Conversely, non-linear methods such as Random Forests or non-linear SVM and the linear methods PLS-DA and linear SVM are usually associated to method-specific metrics which makes it difficult to compare features between methods. For Random Forests, the Mean Decrease Impurity (MDI) is usually the default metric for variable importance [40]. It is computed as a mean of the individual trees’ improvement in the splitting criterion produced by each variable. For PLS-DA, the Variable Importance for the Projection (VIP) score is often used. The VIP score is computed by summing the contributions VIN (variable influence) over all model dimensions. For a given PLS dimension a, (VIN)ak2 is a function of the squared PLS weight wak2 [41].

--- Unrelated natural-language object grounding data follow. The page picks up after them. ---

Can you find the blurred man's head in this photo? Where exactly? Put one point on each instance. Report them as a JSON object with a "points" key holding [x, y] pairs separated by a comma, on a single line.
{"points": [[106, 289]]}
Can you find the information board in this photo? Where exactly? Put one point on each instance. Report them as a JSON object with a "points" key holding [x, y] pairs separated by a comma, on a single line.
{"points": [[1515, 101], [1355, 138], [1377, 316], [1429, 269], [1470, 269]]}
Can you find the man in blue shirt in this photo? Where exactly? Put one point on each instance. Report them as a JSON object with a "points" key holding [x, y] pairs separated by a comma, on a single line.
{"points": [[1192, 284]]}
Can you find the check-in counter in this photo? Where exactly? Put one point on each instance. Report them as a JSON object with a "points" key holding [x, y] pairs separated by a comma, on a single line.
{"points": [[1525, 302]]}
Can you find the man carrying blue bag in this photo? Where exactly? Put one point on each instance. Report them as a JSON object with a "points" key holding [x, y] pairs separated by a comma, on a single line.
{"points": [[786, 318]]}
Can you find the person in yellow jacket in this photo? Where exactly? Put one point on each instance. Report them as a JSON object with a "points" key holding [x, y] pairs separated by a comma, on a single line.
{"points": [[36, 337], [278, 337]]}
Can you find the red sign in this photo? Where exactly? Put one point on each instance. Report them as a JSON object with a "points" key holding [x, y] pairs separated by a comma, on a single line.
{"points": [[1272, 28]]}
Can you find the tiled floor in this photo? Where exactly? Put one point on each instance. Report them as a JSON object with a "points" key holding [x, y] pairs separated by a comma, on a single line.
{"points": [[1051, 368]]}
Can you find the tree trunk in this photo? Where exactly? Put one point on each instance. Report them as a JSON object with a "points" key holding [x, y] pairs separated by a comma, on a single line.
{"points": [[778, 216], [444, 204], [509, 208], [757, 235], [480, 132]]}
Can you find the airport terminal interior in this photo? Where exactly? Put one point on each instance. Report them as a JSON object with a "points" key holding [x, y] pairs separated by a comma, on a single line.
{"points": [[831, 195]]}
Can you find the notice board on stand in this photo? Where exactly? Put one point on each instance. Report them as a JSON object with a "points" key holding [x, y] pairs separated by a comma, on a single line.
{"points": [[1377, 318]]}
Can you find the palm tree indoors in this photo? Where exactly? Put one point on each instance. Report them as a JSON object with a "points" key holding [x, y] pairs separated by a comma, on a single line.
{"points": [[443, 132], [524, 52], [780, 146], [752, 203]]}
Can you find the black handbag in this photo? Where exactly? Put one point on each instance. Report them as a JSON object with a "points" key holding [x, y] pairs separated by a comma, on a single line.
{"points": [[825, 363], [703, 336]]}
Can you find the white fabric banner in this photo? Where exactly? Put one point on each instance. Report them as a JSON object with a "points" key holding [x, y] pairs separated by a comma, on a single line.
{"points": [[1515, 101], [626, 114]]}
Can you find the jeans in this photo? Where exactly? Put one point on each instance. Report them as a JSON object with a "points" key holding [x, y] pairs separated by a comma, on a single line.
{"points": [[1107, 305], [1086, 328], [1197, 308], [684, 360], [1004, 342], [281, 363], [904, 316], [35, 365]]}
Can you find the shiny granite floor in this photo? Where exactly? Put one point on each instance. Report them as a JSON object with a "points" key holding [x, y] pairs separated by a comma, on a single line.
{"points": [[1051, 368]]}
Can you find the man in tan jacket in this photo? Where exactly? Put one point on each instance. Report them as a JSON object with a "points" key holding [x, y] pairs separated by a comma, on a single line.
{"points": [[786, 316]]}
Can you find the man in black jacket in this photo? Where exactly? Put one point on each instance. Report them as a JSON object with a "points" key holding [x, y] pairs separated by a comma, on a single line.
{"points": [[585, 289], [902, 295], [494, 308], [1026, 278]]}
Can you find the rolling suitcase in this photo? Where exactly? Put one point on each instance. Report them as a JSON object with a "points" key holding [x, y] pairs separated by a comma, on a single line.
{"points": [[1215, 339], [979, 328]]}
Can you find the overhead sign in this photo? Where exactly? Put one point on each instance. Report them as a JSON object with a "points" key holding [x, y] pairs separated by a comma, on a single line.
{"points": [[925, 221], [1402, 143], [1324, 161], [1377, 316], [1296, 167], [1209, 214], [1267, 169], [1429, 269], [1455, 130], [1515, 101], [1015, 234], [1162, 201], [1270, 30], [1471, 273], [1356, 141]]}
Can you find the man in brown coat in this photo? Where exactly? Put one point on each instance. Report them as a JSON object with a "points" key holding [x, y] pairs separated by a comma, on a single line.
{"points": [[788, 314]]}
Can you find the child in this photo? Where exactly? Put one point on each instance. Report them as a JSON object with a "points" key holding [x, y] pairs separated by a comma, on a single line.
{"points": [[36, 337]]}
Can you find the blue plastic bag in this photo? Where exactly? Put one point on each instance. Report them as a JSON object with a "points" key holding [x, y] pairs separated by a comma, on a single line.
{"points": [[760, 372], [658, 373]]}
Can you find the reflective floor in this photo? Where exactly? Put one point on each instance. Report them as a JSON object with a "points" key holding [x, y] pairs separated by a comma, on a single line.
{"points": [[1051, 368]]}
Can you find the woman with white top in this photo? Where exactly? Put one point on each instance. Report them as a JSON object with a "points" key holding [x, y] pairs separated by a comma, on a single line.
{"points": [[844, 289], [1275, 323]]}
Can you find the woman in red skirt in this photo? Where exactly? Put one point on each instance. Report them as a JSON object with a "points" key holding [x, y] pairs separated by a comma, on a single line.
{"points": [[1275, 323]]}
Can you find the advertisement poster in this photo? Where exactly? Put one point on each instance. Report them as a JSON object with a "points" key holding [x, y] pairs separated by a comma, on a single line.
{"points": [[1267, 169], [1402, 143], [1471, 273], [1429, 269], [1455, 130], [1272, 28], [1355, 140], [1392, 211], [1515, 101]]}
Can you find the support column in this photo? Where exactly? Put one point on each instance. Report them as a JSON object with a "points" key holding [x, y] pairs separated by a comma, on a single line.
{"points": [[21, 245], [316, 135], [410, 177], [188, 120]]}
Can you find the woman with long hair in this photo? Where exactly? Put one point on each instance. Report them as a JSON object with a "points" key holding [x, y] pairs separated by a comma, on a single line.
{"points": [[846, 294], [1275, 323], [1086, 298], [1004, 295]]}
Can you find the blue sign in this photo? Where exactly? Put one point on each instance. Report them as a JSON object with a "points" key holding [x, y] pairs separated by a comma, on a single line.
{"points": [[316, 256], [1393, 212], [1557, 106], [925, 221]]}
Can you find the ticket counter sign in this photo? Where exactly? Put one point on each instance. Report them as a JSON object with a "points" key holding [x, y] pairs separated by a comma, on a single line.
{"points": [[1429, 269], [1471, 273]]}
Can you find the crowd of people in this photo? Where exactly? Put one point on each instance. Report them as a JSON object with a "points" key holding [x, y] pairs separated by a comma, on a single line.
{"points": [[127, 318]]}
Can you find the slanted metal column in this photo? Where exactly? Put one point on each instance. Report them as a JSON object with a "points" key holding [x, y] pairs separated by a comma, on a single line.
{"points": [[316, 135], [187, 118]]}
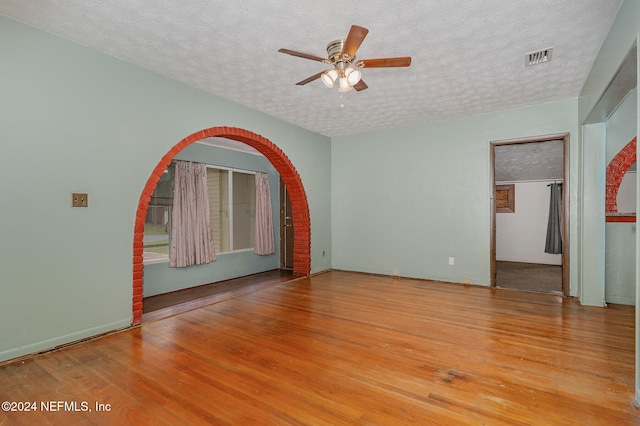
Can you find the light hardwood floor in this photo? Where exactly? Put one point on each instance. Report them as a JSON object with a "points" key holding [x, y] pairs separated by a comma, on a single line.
{"points": [[347, 348]]}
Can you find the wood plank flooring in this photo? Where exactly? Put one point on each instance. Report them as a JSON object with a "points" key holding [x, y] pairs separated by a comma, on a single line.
{"points": [[176, 302], [348, 348]]}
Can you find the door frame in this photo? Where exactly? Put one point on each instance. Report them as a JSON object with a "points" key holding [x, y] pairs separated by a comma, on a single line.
{"points": [[287, 232], [565, 202]]}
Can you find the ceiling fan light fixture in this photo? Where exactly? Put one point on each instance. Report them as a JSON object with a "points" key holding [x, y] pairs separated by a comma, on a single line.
{"points": [[344, 85], [353, 75], [329, 77]]}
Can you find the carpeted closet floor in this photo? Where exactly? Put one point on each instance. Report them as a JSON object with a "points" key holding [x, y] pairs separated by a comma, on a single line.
{"points": [[529, 276]]}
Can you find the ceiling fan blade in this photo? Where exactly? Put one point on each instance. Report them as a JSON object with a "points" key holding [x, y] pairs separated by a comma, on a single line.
{"points": [[303, 55], [404, 61], [353, 41], [310, 79], [361, 85]]}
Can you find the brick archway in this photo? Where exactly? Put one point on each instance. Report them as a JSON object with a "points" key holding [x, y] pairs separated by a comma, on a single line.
{"points": [[288, 174], [615, 173]]}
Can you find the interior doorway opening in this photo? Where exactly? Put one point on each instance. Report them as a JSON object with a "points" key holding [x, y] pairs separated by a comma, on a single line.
{"points": [[288, 174], [520, 167]]}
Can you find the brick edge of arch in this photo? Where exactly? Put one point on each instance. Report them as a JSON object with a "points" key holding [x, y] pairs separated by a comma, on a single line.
{"points": [[616, 170], [288, 174]]}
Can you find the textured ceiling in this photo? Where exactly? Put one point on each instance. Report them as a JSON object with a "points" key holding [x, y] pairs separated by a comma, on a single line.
{"points": [[468, 55]]}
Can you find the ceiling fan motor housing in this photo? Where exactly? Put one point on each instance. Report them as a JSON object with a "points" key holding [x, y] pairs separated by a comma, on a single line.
{"points": [[334, 49]]}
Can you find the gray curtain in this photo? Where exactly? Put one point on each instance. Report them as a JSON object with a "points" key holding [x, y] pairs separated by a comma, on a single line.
{"points": [[191, 239], [554, 238], [264, 241]]}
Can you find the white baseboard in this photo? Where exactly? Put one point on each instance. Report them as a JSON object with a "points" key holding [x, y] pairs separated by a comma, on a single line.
{"points": [[50, 344]]}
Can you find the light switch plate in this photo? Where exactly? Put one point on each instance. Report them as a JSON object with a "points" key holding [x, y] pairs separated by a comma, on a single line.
{"points": [[79, 200]]}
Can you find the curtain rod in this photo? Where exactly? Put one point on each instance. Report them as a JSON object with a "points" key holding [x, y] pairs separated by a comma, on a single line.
{"points": [[504, 182], [214, 166]]}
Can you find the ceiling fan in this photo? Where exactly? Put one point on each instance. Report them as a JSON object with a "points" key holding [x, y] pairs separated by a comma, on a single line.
{"points": [[342, 56]]}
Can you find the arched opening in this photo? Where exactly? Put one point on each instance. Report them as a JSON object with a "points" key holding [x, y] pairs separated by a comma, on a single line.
{"points": [[616, 170], [288, 174]]}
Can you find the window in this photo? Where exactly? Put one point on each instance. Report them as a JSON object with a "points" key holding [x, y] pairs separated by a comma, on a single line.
{"points": [[232, 207]]}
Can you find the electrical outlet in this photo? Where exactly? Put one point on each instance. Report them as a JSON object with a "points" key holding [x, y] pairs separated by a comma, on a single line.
{"points": [[79, 200]]}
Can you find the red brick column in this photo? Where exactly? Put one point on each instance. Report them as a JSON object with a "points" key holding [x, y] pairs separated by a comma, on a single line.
{"points": [[615, 173], [288, 173]]}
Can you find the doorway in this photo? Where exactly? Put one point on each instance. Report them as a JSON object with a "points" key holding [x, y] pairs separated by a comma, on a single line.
{"points": [[526, 167], [286, 229]]}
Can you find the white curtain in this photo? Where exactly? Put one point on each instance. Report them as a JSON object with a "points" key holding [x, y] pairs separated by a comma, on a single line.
{"points": [[191, 239], [264, 240]]}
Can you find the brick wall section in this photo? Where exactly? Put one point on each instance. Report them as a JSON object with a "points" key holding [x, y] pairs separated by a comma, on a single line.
{"points": [[288, 173], [615, 173]]}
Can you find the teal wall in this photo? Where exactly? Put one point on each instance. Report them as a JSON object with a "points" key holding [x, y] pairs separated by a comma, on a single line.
{"points": [[160, 278], [407, 199], [620, 237], [76, 120], [621, 38]]}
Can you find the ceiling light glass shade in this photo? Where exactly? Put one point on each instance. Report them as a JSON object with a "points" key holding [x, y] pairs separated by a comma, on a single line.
{"points": [[353, 75], [328, 77], [344, 85]]}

While these metrics offer some insight into the importance of each metabolite in the model these are indirect metrics whereas the weights provided with PD-CR represent the direct quantitative measure of the importance of each feature in the model, very close to regression parameters and can thus directly be used to classify a new sample.

Furthermore, relevant feature selection is necessary for a correct understanding of the biological mechanisms underlying classification. It is well established that when expressed, mutant IDH 1/2 reduces 2-oxo-glutarate to 2-hydroxyglutarate [42]. It was therefore expected for 2-hydroxyglutarate to be a feature of importance as was the case when using PD-CR on the BRAIN dataset for the classification of IDH-mutated vs wild-type gliomas. As the biologically relevant features are known in advance, the BRAIN dataset is a good testing set for this new method. Furthermore, as we described, the features selected with PD-CR in the LUNG dataset are identical to the ones described by Mathé et al. in their original study, which also validates the accurate feature selection performed by PD-CR.

Conclusion

Herein we propose a recently introduced primal-dual method (PD-CR) for feature selection and classification with rejection. To our knowledge, the primal-dual method has never been used in such fashion. PD-CR includes a sparse regularization factor which is particularly appropriate for high dimensional sparse datasets such as metabolomics datasets.

We highlight the two main results. First, PD-CR is more accurate than PLS-DA, Random Forests and SVM and leads to the selection of biologically relevant features. Second, our method provides a confidence score for each prediction and allows classification with rejection, which can help reduce false discovery rates.

Supplementary information

12859_2021_4478_MOESM1_ESM.pdf (105KB, pdf)

Additional file 1. Supplementary material: Obtaining metabolomic data for the BRAIN dataset.

Acknowledgements

The authors thank Xuchun Zhang and Axel Gustovic for his collaboration to the development of python software during their 2018 and 2021 internships respectively, Pr Antonin Chambolle and Pr Jean-Baptiste Caillau for fruitfull discussions concerning the Primal-dual method, Dr Jean-Marie Guigonis (Bernard Rossi facility) for the LC-MS analyses and Pr Hugues Duffau and Dr Catherine Goze for validation, and formal analysis.

Authors’ contributions

DC: Conceptualisation, methodology, formal analysis, investigation, validation, and writing. OH: funding acquisition, data acquisition and medical evaluation. CB: Data acquisition and medical evaluation. FB-V and VR: Data acquisition and medical evaluation. TP: Conceptualisation, methodology, formal analysis, writing, supervision, resources, project administration, and funding acquisition. MB: Conceptualisation, methodology, formal analysis, writing, supervision, resources, and project administration. All authors read and approved the final manuscript.

Funding

This work has been supported by the French government, through the UCA-JEDI Investments in the Future project managed by the National Research Agency (ANR) with the reference number ANR-15-IDEX-01. Equipment for this study was purchased through grants from the Recherche en matières de Sûreté Nucléaire et Radioprotection program from the French National Research Agency and the Conseil Départemental 06. David Chardin was funded by a grant from GIRCI Méditéranée.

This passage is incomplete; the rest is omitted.